President Girard Anderson, TECO's top pitchman, tried to answer that question as the Public Service Commission rate hearing began Monday. He said electric rates in Tampa and several neighboring communities need to go up.
TECO must increase rates to pay for more than $1-billion in new construction projects _ including a "clean coal" power plant in Polk County _ to maintain good service and its favorable bond rating, Anderson said.
"We're very sensitive to the fact that any price increase puts pressure on our customers," Anderson told the three PSC members assigned to the case. "The financial condition of our company coupled with the obligation to serve our customers mandates the need for price change."

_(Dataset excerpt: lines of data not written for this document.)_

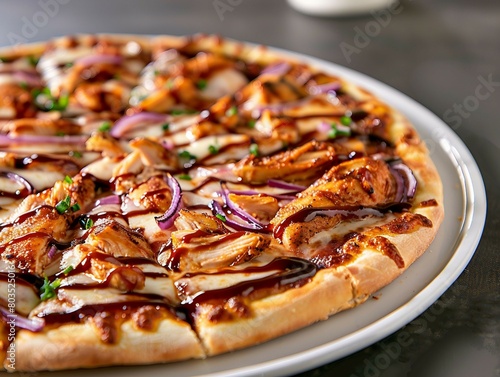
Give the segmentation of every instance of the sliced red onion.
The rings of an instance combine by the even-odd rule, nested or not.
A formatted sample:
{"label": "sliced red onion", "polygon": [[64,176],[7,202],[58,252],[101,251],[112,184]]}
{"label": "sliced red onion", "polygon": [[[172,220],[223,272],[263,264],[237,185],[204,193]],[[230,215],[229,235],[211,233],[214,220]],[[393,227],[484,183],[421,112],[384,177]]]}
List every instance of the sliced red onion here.
{"label": "sliced red onion", "polygon": [[35,191],[33,185],[30,182],[28,182],[28,180],[26,178],[20,176],[17,173],[14,173],[11,171],[0,170],[0,176],[7,177],[11,181],[14,181],[14,182],[19,183],[20,185],[26,187],[27,195],[30,195]]}
{"label": "sliced red onion", "polygon": [[292,66],[288,62],[279,62],[275,64],[271,64],[264,68],[262,72],[260,73],[261,75],[277,75],[277,76],[282,76],[285,75]]}
{"label": "sliced red onion", "polygon": [[314,219],[316,216],[328,216],[328,217],[333,217],[337,215],[342,215],[342,216],[356,216],[359,218],[363,217],[368,217],[368,216],[376,216],[376,217],[382,217],[384,214],[380,212],[379,210],[373,209],[373,208],[360,208],[356,210],[349,210],[349,209],[318,209],[317,211],[313,211],[310,214],[308,214],[304,222],[311,221]]}
{"label": "sliced red onion", "polygon": [[119,55],[110,55],[110,54],[96,54],[84,56],[83,58],[79,58],[75,60],[75,64],[80,66],[91,66],[94,64],[121,64],[123,61],[123,57]]}
{"label": "sliced red onion", "polygon": [[13,321],[16,327],[26,329],[33,332],[42,331],[45,326],[45,321],[41,318],[26,318],[19,314],[11,313],[6,308],[0,306],[0,313],[6,321]]}
{"label": "sliced red onion", "polygon": [[296,199],[295,195],[287,195],[287,194],[271,194],[267,192],[260,192],[255,190],[229,190],[230,193],[236,195],[267,195],[278,200],[294,200]]}
{"label": "sliced red onion", "polygon": [[255,223],[243,224],[243,223],[236,222],[236,221],[232,220],[224,212],[222,205],[216,200],[212,200],[210,203],[208,203],[208,207],[212,210],[212,213],[214,214],[214,216],[216,216],[216,215],[223,216],[225,219],[224,224],[226,224],[227,226],[229,226],[235,230],[242,230],[242,231],[251,230],[253,232],[259,232],[259,231],[265,230],[262,226],[255,224]]}
{"label": "sliced red onion", "polygon": [[221,188],[222,188],[222,191],[221,191],[222,199],[224,199],[224,203],[231,210],[231,213],[234,213],[239,218],[245,220],[246,222],[248,222],[250,224],[255,225],[257,228],[263,227],[263,224],[259,220],[257,220],[255,217],[253,217],[248,212],[241,209],[236,203],[234,203],[229,198],[229,190],[227,189],[227,186],[224,183],[221,183]]}
{"label": "sliced red onion", "polygon": [[103,206],[108,204],[121,204],[121,199],[118,195],[109,195],[104,198],[98,199],[95,202],[95,206]]}
{"label": "sliced red onion", "polygon": [[279,181],[277,179],[268,180],[267,185],[269,187],[279,188],[279,189],[283,189],[283,190],[289,190],[289,191],[293,191],[293,192],[304,191],[306,189],[306,186],[296,185],[296,184],[288,183],[285,181]]}
{"label": "sliced red onion", "polygon": [[[401,174],[403,179],[406,181],[407,187],[406,187],[406,191],[404,191],[404,195],[403,195],[402,200],[406,201],[407,199],[412,199],[415,196],[415,192],[417,191],[417,179],[413,175],[413,172],[411,171],[411,169],[408,166],[406,166],[405,164],[403,164],[402,162],[392,164],[391,168],[393,170],[396,170],[399,174]],[[394,175],[394,176],[396,176],[396,175]],[[397,178],[396,178],[396,180],[397,180]]]}
{"label": "sliced red onion", "polygon": [[140,112],[134,115],[126,115],[116,121],[111,128],[110,134],[115,138],[122,137],[130,130],[143,125],[144,123],[166,122],[170,118],[167,114],[158,114],[150,112]]}
{"label": "sliced red onion", "polygon": [[32,72],[16,71],[12,76],[17,82],[26,83],[28,86],[43,86],[42,79]]}
{"label": "sliced red onion", "polygon": [[166,230],[174,225],[174,220],[176,219],[180,209],[182,208],[182,189],[179,182],[177,182],[177,180],[169,173],[166,173],[165,176],[165,181],[172,191],[172,202],[170,203],[170,207],[163,214],[163,216],[155,217],[155,220],[161,230]]}
{"label": "sliced red onion", "polygon": [[340,89],[340,87],[341,86],[339,82],[329,82],[321,85],[311,85],[309,87],[309,93],[311,93],[312,95],[331,93],[331,92],[336,92],[337,90]]}
{"label": "sliced red onion", "polygon": [[52,259],[54,258],[56,253],[57,253],[57,247],[56,245],[52,245],[49,249],[49,252],[47,253],[47,256],[49,257],[49,259]]}
{"label": "sliced red onion", "polygon": [[85,135],[0,135],[0,146],[10,146],[12,144],[85,144],[88,136]]}

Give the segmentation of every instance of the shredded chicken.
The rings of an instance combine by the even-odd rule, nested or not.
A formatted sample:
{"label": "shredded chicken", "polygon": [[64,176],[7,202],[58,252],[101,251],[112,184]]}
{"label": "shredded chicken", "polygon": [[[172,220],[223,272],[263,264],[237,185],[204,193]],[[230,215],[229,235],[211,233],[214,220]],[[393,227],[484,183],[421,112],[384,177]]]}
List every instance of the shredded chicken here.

Considering TECO's prices, consumer activists reminded the PSC and Anderson that the utility ought to change its prices _ downward.
"You are aware," Deputy Public Counsel John Roger Howe asked Anderson, "that Tampa Electric's total rates _ base rates plus fuel charges _ are higher than the rates of Florida Power, Gulf Power and Florida Power & Light?"
Anderson responded that differences in Florida Power & Light's rate structure make TECO's prices appear to be higher than they are.
Not satisfied with Anderson's answer, Howe asked: "Is there any simple or macro explanation that could tell us why TECO _ a predominantly coal-fired utility _ is higher?"
"There is not a simple and straightforward answer to that question," Anderson replied. TECO's prices are a complex mix driven by plant costs and fuel costs, he said.
To underscore the Tampa utility's high rates, the PSC's staff offered some comparisons.
The first, based on typical bills in July, showed TECO with the highest residential and commercial rates of Florida's four major investor-owned utilities. For residential, the rates were: TECO, $80.54 per 1,000 kilowatt hours; Florida Power Corp, $70.64; Florida Power & Light Corp., $73.47; and Gulf Power Co., $65.85. TECO had the second-highest industrial rates.
Another chart showed TECO topping Alabama, Georgia, Mississippi, North Carolina, South Carolina and Tennessee for residential, commercial and industrial rates of average power bill charges.
TECO wants to raise its rates in two steps by early 1994. A customer who uses 1,000 kilowatt hours a month would pay $9.30 more. The monthly bill would increase from $77.95 to $87.25.
TECO also wants the PSC to approve a 13.75 percent return on equity. Public Counsel Jack Shreve says the PSC should lower TECO's rates $22-million and grant only an 11.25 percent return on equity.
A decision is scheduled in January. Hearings are scheduled into next week.
Opponents of TECO's rate increase hammered Anderson with questions about the way the utility handled the 1989 Christmas freeze power failures.
There's a big question on the minds of TECO's customers, said Monte Belote, head of the Florida Consumer Action Network. "Is TECO pursuing aggressively every available option before building new power plants? I think that answer is very clearly, no."